Handshaking between the two devices may be accomplished using one
of a number of methods including, but not limited to: communication
device 100 detecting from the control data 812 the VAD information
indicating a high confidence in the presence of speech to be
received by the receiver 108, and in addition, detecting a
request-to-transmit from communication device 202, wherein
communication device 100 acknowledges the VAD information and the
request-to-transmit and both communication devices transmit their
respective voice signals at the reduced voice coding rate and using
FEC data having a reduced FEC rate.
[0037] Accordingly, the voice signal transmitted from communication
device 100 to communication device 202 includes voice data 802 that
was encoded at the reduced voice coding rate, FEC data 804 having a
first reduced FEC rate, and control data 806. The voice signal
transmitted from communication device 202 to communication device
100 includes voice data 808 that was encoded at the reduced voice
coding rate, FEC data 810 having a second reduced FEC rate, and
control data 812. Typically, the first and second reduced FEC rates
are essentially the same and may be, for instance, essentially the
same as the fixed FEC rate used to transmit voice signals in
accordance with the duplex mode of communication illustrated by
reference to FIGS. 3-6. However, it is appreciated by those of
ordinary skill in the art that the first and second reduced FEC
rates may not be the same, and is based on a design choice that may
be governed by other system parameters and requirements.

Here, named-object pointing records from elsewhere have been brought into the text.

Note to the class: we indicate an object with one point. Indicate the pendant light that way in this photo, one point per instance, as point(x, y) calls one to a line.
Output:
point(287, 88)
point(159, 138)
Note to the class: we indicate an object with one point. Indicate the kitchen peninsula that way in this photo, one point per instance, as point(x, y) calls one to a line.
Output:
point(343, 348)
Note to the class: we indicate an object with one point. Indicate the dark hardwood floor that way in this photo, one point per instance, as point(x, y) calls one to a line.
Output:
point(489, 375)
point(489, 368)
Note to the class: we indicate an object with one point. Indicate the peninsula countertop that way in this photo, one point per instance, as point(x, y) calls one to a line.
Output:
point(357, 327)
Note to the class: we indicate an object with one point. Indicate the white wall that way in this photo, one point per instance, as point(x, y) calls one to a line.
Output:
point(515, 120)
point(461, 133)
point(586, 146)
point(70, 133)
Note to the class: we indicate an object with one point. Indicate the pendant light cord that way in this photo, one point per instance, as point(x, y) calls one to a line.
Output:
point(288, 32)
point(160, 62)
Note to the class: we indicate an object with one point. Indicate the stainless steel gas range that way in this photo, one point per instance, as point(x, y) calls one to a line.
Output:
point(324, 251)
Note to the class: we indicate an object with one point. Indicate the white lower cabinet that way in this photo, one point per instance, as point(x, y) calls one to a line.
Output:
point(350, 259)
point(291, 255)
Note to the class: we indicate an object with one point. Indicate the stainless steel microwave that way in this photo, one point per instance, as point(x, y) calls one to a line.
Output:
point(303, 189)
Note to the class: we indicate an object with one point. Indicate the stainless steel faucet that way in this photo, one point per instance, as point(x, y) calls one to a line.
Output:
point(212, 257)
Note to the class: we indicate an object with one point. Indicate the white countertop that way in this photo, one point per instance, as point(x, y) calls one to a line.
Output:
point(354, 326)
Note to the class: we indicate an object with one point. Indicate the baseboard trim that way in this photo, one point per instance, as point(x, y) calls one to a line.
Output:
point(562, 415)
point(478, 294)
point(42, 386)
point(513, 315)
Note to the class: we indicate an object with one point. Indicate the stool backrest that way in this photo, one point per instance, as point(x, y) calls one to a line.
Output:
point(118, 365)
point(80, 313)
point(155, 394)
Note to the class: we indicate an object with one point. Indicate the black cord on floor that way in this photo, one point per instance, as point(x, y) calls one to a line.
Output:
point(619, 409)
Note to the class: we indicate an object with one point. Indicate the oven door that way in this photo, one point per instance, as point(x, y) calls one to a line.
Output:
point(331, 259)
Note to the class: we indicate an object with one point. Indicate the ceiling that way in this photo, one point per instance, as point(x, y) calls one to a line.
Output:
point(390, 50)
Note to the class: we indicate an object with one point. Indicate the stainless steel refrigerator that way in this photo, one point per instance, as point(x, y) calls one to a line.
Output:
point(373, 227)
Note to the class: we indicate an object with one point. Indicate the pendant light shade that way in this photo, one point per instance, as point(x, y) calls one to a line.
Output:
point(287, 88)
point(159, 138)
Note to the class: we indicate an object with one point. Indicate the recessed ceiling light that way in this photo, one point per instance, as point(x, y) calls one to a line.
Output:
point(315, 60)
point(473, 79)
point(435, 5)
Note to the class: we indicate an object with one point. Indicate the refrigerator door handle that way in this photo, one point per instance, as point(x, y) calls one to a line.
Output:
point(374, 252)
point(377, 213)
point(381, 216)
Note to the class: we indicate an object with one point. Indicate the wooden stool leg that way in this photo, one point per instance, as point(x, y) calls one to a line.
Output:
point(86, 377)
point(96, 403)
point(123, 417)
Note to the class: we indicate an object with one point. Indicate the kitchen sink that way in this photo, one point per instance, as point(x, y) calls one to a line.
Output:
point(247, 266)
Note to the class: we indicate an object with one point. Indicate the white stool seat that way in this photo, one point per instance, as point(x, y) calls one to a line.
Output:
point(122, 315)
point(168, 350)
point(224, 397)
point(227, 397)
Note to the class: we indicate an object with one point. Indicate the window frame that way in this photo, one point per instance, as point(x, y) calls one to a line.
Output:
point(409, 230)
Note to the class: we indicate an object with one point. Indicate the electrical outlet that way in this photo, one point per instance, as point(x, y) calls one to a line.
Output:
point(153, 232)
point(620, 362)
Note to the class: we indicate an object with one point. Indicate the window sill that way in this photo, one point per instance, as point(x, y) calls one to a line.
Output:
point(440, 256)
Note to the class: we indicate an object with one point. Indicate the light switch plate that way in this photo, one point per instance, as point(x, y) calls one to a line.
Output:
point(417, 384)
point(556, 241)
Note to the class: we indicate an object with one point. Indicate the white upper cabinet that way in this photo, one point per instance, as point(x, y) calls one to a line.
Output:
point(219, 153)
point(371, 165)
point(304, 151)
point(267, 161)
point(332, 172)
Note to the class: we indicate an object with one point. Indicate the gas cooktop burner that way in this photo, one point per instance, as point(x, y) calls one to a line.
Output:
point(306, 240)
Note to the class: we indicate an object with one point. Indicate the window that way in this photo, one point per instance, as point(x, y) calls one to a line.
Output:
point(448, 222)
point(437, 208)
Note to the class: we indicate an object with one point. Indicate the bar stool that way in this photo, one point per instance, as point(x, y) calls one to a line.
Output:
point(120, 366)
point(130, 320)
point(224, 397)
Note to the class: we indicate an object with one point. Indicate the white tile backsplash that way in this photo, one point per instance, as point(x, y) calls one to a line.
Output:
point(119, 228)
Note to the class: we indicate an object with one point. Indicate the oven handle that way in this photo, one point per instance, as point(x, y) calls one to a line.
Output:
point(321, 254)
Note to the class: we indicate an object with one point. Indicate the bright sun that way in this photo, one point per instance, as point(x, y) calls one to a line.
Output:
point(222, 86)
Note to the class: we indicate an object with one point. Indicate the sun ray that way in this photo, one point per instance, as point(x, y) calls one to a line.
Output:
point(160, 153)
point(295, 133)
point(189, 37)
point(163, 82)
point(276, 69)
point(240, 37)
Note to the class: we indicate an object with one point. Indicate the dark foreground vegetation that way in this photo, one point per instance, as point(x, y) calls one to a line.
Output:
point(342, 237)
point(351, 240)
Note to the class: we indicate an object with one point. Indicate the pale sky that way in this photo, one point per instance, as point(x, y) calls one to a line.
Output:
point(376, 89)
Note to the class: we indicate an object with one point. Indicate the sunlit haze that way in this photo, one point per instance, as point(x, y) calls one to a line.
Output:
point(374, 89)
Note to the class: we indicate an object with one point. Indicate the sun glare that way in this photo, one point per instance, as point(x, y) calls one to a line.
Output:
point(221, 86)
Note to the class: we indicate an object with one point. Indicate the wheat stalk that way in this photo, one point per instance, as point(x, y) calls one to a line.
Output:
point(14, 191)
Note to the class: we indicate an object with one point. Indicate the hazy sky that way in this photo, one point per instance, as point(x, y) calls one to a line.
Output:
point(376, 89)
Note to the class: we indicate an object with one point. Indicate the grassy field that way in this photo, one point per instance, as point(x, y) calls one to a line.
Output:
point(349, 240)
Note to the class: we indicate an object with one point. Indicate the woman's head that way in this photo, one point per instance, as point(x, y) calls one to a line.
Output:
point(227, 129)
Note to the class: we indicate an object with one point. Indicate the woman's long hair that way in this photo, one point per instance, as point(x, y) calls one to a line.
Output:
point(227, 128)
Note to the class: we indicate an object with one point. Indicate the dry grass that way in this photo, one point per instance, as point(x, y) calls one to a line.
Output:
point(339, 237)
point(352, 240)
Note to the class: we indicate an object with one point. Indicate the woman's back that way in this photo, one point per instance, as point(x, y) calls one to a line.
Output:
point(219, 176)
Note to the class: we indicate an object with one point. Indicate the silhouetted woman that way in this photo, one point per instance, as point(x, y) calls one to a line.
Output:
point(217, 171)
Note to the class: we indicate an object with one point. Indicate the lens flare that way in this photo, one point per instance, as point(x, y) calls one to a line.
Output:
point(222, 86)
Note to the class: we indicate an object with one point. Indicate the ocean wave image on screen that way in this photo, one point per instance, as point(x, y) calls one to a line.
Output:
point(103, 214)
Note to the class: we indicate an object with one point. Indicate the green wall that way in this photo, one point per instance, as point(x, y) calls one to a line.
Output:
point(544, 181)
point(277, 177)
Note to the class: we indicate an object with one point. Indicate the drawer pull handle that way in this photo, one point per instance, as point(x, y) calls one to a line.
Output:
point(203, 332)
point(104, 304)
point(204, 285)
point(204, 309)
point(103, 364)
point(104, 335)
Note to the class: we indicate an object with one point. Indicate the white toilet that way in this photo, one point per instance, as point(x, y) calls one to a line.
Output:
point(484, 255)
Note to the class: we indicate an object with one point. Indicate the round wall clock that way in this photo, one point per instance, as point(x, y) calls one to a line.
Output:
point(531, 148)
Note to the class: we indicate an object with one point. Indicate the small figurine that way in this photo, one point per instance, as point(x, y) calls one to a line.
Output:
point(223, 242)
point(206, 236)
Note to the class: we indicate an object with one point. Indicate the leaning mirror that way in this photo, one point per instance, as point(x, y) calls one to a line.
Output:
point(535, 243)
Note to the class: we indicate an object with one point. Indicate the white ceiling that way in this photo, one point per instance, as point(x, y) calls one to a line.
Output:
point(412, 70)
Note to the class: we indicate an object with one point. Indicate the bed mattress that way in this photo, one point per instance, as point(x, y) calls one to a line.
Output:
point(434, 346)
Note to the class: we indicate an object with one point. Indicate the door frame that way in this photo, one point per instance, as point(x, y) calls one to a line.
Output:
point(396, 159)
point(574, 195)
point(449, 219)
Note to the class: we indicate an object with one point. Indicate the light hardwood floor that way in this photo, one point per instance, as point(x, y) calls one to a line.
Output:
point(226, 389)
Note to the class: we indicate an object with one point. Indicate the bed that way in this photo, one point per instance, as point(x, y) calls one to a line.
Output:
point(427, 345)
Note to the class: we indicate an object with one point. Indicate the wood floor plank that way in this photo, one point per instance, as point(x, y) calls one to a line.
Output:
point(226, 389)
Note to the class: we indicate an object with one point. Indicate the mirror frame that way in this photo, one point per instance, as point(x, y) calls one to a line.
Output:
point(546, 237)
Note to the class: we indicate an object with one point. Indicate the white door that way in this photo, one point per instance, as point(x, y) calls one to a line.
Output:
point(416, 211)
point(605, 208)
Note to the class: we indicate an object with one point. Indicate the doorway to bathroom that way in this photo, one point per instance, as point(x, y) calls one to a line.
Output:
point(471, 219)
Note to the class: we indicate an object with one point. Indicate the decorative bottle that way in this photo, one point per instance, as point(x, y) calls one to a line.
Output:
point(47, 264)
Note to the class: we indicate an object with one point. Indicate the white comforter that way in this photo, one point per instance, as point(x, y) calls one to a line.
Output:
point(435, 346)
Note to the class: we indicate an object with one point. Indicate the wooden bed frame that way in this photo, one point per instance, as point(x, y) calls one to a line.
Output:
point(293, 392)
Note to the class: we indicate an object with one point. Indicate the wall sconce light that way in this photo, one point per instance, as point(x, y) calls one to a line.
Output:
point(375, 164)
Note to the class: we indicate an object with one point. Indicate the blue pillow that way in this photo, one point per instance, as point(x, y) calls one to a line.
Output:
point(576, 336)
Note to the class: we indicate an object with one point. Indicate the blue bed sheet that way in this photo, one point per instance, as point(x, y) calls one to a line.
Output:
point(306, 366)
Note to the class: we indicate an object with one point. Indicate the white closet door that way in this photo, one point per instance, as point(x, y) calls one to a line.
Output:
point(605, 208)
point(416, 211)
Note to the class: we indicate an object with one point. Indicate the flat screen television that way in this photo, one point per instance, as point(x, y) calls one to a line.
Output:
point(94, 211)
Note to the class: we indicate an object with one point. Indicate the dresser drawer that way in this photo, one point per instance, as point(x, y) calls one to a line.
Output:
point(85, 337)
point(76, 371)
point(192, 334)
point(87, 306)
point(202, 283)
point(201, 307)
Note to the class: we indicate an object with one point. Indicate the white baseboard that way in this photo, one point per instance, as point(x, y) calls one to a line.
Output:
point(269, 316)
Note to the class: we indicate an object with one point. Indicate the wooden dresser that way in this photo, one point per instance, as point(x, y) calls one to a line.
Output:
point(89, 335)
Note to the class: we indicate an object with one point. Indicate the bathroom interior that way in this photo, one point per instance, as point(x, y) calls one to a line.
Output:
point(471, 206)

[0038] Referring to FIG. 9, the timing diagrams for user 1 and user
2 illustrate a state wherein communication device 100 is not
transmitting a voice signal and communication device 202 is
transmitting a voice signal. The transition from the state
illustrated in FIG. 8 to the state illustrated in FIG. 9 is
typically accomplished via handshaking between communication device
100 and communication device 202, wherein an FEC rate for the voice
coders in each communication device is agreed upon, which
determines the number of error correction bits that will be added
to the voice signals that each of the devices will be transmitting.
Handshaking between the two devices may be accomplished using one
of a number of methods including, but not limited to: communication
device 202 detecting from the control data received from
communication device 100 a low VAD number indicating a lower
confidence in the presence of speech, and as a result communication
device 202 requesting to use the maximum FEC rate to encode its
transmitted signal and wherein communication device 100
acknowledges and communication device 202 transmits its voice
signal at the maximum FEC rate.
[0039] Accordingly, the voice signal transmitted from communication
device 202 to communication device 100 includes voice data 902 that
was encoded at the reduced voice coding rate, FEC data 904 having
the maximum FEC rate, and control data 906. Following the
transmission of its voice signal, the transmitter of communication
device 202 releases the channel for a period 908. This time period
908 is reserved for communication device 100 to transmit its signal
that comprises control data 910. The ability to recover the lower
quality voice signal (by virtue of the reduced voice coding rate)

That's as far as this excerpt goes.